Myeloablative Haploidentical Transplantation Is Superior to Chemotherapy for Patients with Intermediate-risk Acute Myelogenous Leukemia in First Complete Remission.

PURPOSE: Although myeloablative HLA haploidentical hematopoietic stem cell transplantation (haplo-HSCT) following pretransplant anti-thymocyte globulin (ATG) and granulocyte colony-stimulating factor (G-CSF) stimulated grafts (ATG+G-CSF) has been confirmed as an alternative to HSCT from HLA-matched sibling donors (MSD), the effect of haplo-HSCT on postremission treatment of patients with acute myeloid leukemia (AML) with intermediate risk (int-risk AML) who achieved first complete remission (CR1) has not been defined.

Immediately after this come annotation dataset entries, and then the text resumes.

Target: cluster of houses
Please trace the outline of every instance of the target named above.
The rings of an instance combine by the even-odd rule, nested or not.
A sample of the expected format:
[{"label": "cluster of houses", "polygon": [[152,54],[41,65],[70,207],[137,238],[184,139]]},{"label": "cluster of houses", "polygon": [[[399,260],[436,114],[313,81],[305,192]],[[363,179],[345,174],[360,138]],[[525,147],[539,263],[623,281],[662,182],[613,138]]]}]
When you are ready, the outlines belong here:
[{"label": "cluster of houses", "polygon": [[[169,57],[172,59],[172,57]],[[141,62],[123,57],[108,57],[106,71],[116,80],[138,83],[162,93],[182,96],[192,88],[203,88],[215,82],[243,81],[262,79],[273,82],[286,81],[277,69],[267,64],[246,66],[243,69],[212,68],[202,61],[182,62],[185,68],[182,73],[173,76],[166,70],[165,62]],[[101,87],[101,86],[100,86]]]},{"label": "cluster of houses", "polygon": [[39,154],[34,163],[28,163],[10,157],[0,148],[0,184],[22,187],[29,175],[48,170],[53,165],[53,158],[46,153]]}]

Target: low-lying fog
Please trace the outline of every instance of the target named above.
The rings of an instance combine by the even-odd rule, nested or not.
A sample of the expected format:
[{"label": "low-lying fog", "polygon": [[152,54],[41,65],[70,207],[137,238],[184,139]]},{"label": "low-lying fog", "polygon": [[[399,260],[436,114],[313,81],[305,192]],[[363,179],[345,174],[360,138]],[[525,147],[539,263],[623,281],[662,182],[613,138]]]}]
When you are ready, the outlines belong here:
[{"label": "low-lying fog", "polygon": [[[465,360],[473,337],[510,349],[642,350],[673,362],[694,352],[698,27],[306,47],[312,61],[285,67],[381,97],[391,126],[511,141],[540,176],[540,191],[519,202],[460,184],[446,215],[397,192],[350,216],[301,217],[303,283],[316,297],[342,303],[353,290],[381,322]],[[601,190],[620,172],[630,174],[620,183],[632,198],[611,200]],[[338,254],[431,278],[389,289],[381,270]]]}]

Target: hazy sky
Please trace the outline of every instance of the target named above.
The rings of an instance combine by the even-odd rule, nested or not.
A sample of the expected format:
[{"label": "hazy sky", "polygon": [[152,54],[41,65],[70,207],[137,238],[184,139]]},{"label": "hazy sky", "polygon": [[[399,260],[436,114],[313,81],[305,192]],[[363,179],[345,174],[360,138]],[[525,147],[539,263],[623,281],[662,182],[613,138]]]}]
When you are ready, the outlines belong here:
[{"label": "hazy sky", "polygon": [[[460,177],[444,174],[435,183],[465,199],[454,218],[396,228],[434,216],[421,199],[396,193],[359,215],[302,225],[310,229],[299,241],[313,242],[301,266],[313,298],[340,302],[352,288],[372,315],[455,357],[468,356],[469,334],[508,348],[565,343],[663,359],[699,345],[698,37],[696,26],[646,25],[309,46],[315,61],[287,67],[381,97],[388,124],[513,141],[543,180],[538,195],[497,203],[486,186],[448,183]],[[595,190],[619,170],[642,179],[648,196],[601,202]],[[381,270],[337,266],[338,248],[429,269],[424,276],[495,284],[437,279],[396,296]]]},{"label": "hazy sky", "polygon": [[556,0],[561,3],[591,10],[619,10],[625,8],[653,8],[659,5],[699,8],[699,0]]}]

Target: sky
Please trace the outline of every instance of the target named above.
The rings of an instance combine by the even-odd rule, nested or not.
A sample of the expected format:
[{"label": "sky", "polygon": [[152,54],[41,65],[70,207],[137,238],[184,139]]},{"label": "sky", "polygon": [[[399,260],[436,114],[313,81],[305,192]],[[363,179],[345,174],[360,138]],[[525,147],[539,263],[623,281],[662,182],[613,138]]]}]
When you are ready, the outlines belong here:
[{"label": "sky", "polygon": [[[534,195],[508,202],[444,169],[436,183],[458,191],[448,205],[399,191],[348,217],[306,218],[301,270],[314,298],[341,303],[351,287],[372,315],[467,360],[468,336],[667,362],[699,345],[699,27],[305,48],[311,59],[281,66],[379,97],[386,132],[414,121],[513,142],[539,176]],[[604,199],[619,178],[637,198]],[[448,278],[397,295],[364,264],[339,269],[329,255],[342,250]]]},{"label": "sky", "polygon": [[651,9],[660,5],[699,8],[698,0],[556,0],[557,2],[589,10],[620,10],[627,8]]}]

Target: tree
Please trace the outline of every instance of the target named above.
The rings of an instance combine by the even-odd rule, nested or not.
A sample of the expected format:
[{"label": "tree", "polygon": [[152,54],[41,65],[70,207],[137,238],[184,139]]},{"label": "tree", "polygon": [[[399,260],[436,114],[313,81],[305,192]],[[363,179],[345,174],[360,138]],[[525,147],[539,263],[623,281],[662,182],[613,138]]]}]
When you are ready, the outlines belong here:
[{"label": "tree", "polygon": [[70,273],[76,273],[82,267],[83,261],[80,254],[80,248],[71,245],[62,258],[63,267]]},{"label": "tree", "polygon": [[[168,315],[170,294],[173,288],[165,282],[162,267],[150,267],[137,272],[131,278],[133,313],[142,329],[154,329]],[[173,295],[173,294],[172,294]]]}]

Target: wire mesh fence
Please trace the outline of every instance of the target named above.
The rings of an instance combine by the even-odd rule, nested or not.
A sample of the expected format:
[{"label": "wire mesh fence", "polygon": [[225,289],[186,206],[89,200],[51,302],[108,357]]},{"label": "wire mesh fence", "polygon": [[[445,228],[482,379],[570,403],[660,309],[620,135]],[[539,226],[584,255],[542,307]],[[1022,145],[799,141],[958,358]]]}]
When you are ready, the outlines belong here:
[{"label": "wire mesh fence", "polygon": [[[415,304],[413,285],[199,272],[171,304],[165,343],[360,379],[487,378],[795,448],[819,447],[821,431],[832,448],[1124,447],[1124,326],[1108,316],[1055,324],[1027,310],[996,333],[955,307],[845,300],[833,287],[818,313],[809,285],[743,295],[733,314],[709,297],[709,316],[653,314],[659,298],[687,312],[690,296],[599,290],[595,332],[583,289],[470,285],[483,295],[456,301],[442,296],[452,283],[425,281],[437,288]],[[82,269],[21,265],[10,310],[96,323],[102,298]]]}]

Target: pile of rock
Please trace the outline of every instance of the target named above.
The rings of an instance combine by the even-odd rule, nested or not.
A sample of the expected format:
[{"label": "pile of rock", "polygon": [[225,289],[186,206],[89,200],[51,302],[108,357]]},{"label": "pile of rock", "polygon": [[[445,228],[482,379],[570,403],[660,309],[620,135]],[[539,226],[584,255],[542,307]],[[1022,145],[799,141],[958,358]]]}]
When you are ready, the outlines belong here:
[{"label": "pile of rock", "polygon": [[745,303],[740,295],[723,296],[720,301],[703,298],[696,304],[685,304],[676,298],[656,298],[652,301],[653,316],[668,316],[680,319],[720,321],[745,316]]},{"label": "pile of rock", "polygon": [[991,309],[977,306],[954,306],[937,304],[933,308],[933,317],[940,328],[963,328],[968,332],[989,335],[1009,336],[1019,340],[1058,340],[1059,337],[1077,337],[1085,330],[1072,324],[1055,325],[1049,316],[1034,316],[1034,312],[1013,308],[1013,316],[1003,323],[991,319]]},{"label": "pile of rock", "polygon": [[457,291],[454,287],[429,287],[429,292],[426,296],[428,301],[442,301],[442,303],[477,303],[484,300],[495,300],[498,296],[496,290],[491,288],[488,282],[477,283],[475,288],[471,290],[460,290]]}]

PATIENTS AND METHODS: In this prospective trial, among 443 consecutive patients ages 16-60 years with newly diagnosed de no vo AML with int-risk cytogenetics, 147 patients with molecular int-risk AML who achieved CR1 within two courses of induction and remained in CR1 at 4 months postremission either received chemotherapy ( n = 69) or underwent haplo-HSCT ( n = 78).

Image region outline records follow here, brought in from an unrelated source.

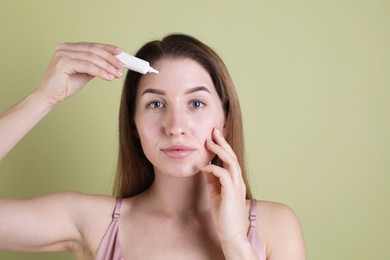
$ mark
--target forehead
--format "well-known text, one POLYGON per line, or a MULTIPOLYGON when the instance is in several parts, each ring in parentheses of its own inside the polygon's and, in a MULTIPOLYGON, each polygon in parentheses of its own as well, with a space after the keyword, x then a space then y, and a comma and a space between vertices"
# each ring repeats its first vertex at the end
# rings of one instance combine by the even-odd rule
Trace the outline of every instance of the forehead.
POLYGON ((215 92, 209 73, 194 60, 162 59, 153 64, 159 74, 143 75, 139 82, 138 93, 146 88, 163 89, 165 91, 185 91, 188 88, 204 86, 215 92))

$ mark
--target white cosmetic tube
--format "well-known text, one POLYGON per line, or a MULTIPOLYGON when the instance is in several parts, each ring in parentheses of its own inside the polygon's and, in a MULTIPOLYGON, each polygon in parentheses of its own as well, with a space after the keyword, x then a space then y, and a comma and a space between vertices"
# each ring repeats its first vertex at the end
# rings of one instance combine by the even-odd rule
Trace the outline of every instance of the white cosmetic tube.
POLYGON ((150 66, 149 62, 127 54, 126 52, 122 51, 115 57, 117 57, 121 62, 125 64, 123 67, 125 67, 126 69, 133 70, 141 74, 158 73, 158 70, 153 69, 150 66))

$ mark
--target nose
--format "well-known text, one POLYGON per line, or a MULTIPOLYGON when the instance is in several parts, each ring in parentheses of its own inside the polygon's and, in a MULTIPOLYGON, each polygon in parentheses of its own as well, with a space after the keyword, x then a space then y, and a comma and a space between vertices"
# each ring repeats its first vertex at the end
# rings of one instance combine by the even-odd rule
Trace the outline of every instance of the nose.
POLYGON ((185 112, 179 109, 167 111, 164 119, 165 131, 168 136, 181 136, 187 131, 185 112))

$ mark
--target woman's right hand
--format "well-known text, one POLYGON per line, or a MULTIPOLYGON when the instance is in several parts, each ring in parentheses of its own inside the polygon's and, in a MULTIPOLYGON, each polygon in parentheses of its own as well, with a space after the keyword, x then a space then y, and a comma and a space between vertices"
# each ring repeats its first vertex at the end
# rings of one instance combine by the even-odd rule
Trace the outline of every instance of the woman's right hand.
POLYGON ((94 77, 111 81, 121 77, 123 63, 115 57, 121 49, 98 43, 59 45, 35 92, 51 106, 76 94, 94 77))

RESULTS: The 3-year leukemia-free survival (LFS) and overall survival (OS) were significantly higher in the haplo-HSCT group than in the chemotherapy group (74.3% vs. 47.3%; P = 0.0004 and 80.8% vs. 53.5%; P = 0.0001, respectively). In the multivariate analysis with propensity score adjustment, postremission treatment (haplo-HSCT vs. chemotherapy) was an independent risk factor affecting the LFS [HR 0.360; 95% confidence interval (CI), 0.163-0.793; P = 0.011], OS (HR 0.361; 95% CI, 0.156-0.832; P = 0.017), and cumulative incidence of relapse (HR 0.161; 95% CI, 0.057-0.459; P = 0.001) either in entire cohort or stratified by minimal residual disease after the second consolidation.

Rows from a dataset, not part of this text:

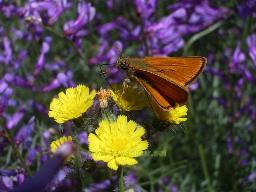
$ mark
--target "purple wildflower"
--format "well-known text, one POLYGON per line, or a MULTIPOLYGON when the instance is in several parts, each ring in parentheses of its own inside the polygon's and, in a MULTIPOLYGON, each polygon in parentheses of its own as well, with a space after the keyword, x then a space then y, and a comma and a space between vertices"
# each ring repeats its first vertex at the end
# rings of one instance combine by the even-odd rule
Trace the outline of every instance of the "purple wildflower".
POLYGON ((244 61, 246 58, 244 53, 241 52, 240 44, 240 42, 238 41, 232 59, 228 64, 229 71, 231 73, 233 73, 237 71, 238 69, 238 65, 244 61))
POLYGON ((13 90, 11 88, 8 88, 0 97, 0 118, 2 113, 7 108, 9 99, 13 93, 13 90))
POLYGON ((55 6, 51 7, 48 12, 48 14, 51 16, 47 22, 49 25, 53 24, 61 14, 64 9, 69 7, 71 5, 67 0, 55 0, 55 1, 57 4, 57 7, 55 6))
POLYGON ((44 67, 49 71, 57 71, 66 66, 66 63, 62 60, 51 63, 46 63, 44 67))
POLYGON ((10 41, 7 37, 5 36, 2 38, 5 57, 4 60, 4 64, 6 65, 8 65, 12 60, 12 51, 11 47, 10 41))
POLYGON ((78 16, 76 20, 70 21, 71 24, 68 28, 64 29, 65 35, 70 35, 82 29, 92 20, 96 13, 96 10, 92 6, 91 3, 80 2, 77 6, 77 12, 78 16))
POLYGON ((30 135, 34 129, 34 120, 35 116, 33 116, 29 120, 28 124, 23 125, 13 138, 13 140, 19 145, 23 142, 30 135))
POLYGON ((252 181, 254 179, 254 178, 255 178, 255 176, 256 176, 256 171, 254 171, 249 175, 249 176, 248 176, 248 180, 250 181, 252 181))
POLYGON ((51 91, 61 85, 66 88, 76 87, 76 84, 71 80, 73 75, 72 72, 69 70, 67 70, 65 73, 59 73, 56 78, 50 84, 43 88, 43 92, 45 93, 51 91))
POLYGON ((53 154, 53 157, 45 163, 33 177, 20 187, 14 188, 16 191, 39 191, 44 190, 47 184, 58 172, 63 162, 68 156, 75 151, 72 144, 68 142, 61 145, 53 154))
POLYGON ((50 49, 50 44, 52 40, 52 37, 47 36, 45 37, 45 41, 43 42, 41 54, 39 57, 37 62, 36 64, 34 72, 34 76, 36 76, 39 74, 43 68, 45 61, 45 54, 49 52, 50 49))
POLYGON ((6 127, 8 129, 11 129, 13 127, 17 125, 17 124, 24 116, 26 108, 26 105, 23 105, 21 106, 20 108, 14 113, 12 118, 9 120, 6 124, 6 127))
POLYGON ((19 87, 30 87, 32 86, 30 82, 13 74, 6 73, 4 78, 6 83, 13 86, 19 87))
POLYGON ((248 111, 250 116, 251 119, 252 121, 255 121, 256 118, 256 110, 253 108, 253 106, 251 104, 249 104, 248 107, 248 111))
POLYGON ((249 55, 252 60, 254 68, 256 68, 256 34, 249 36, 246 41, 249 48, 249 55))
MULTIPOLYGON (((103 47, 106 47, 104 42, 103 43, 103 47)), ((119 48, 121 51, 123 50, 123 44, 120 41, 117 41, 115 42, 114 44, 116 44, 117 47, 119 48)), ((100 48, 102 49, 102 47, 100 48)), ((101 50, 102 52, 102 50, 101 50)), ((114 46, 112 46, 108 51, 105 54, 101 55, 99 55, 97 57, 91 58, 89 60, 89 63, 90 64, 98 64, 101 61, 110 60, 112 58, 114 58, 115 59, 116 59, 116 57, 120 54, 119 52, 116 49, 116 48, 114 46)), ((112 67, 112 68, 113 68, 112 67)))
POLYGON ((228 131, 227 133, 227 140, 228 144, 228 151, 229 154, 231 154, 233 151, 233 145, 232 144, 232 139, 231 138, 231 133, 228 131))
POLYGON ((197 81, 189 85, 188 89, 189 89, 189 91, 194 91, 197 89, 199 86, 199 83, 197 81))

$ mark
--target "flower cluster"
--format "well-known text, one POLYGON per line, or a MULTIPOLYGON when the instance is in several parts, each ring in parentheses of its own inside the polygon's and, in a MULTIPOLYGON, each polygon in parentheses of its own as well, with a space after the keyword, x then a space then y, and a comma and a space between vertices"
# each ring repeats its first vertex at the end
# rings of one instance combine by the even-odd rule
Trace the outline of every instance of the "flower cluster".
POLYGON ((131 191, 254 190, 255 1, 172 1, 0 0, 1 190, 116 190, 124 166, 131 191), (188 115, 124 90, 117 68, 96 96, 115 44, 126 56, 207 57, 188 115), (159 149, 164 161, 148 155, 159 149))

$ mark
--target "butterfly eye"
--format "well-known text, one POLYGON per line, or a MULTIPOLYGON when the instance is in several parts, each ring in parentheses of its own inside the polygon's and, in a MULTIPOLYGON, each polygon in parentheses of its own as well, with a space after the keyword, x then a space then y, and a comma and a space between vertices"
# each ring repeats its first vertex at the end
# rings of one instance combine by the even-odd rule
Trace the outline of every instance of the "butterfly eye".
POLYGON ((124 70, 126 70, 127 69, 127 65, 124 63, 123 63, 121 65, 121 67, 124 70))

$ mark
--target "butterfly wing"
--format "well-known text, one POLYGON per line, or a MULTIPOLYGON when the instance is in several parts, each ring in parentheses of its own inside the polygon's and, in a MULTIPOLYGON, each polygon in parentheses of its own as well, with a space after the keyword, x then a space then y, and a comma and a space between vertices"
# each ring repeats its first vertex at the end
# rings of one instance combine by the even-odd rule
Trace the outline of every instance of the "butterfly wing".
POLYGON ((201 57, 131 58, 129 68, 145 91, 165 110, 174 102, 188 101, 188 86, 197 79, 206 65, 201 57))
POLYGON ((142 72, 138 70, 134 78, 164 110, 169 111, 174 106, 175 102, 182 105, 188 102, 189 95, 187 88, 182 89, 153 73, 142 72))
POLYGON ((153 73, 180 86, 188 87, 197 79, 206 65, 203 57, 132 58, 129 68, 153 73))

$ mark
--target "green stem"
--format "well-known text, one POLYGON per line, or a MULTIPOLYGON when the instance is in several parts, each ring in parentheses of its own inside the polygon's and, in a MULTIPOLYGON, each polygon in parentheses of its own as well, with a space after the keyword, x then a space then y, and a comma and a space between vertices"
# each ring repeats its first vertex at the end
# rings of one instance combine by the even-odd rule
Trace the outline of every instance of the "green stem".
POLYGON ((30 177, 32 177, 32 173, 31 173, 30 170, 28 169, 28 166, 27 165, 27 164, 26 164, 25 161, 24 160, 24 159, 23 158, 23 157, 22 157, 20 153, 20 152, 19 152, 18 149, 15 147, 15 145, 14 144, 14 143, 13 143, 12 140, 12 138, 11 137, 10 134, 9 134, 9 132, 8 132, 7 129, 6 129, 5 126, 4 126, 4 124, 3 123, 2 119, 0 119, 0 124, 1 124, 2 128, 3 128, 3 129, 4 130, 4 133, 5 134, 6 137, 7 138, 7 139, 8 140, 9 143, 12 146, 12 148, 13 150, 14 150, 15 153, 17 155, 18 157, 19 157, 19 158, 20 159, 20 162, 21 162, 22 164, 23 165, 23 166, 24 167, 24 169, 25 170, 25 171, 26 171, 26 172, 28 173, 28 176, 29 176, 30 177))
POLYGON ((188 42, 188 43, 184 46, 183 48, 183 56, 187 56, 188 49, 196 41, 216 29, 223 23, 224 23, 224 21, 220 21, 214 25, 208 27, 206 29, 196 33, 192 36, 188 42))
POLYGON ((197 144, 197 148, 198 148, 198 151, 199 151, 199 155, 200 156, 200 159, 201 160, 201 163, 202 164, 203 168, 204 175, 204 178, 206 180, 207 180, 207 188, 208 189, 208 191, 210 192, 213 191, 214 191, 211 185, 210 177, 209 176, 208 169, 207 168, 207 165, 206 165, 206 161, 205 160, 205 157, 204 156, 203 146, 202 144, 199 143, 197 144))
POLYGON ((118 179, 118 191, 124 192, 124 167, 119 165, 117 168, 117 179, 118 179))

CONCLUSIONS: Myeloablative haplo-HSCT with ATG+G-CSF is superior to chemotherapy as a postremission treatment in patients with int-risk AML during CR1. Haplo-HSCT might be a first-line postremission therapy for int-risk AML in the absence of HLA-MSDs. Haplo-HSCT might be superior to chemotherapy as a first-line postremission treatment of intermediate-risk AML in CR1.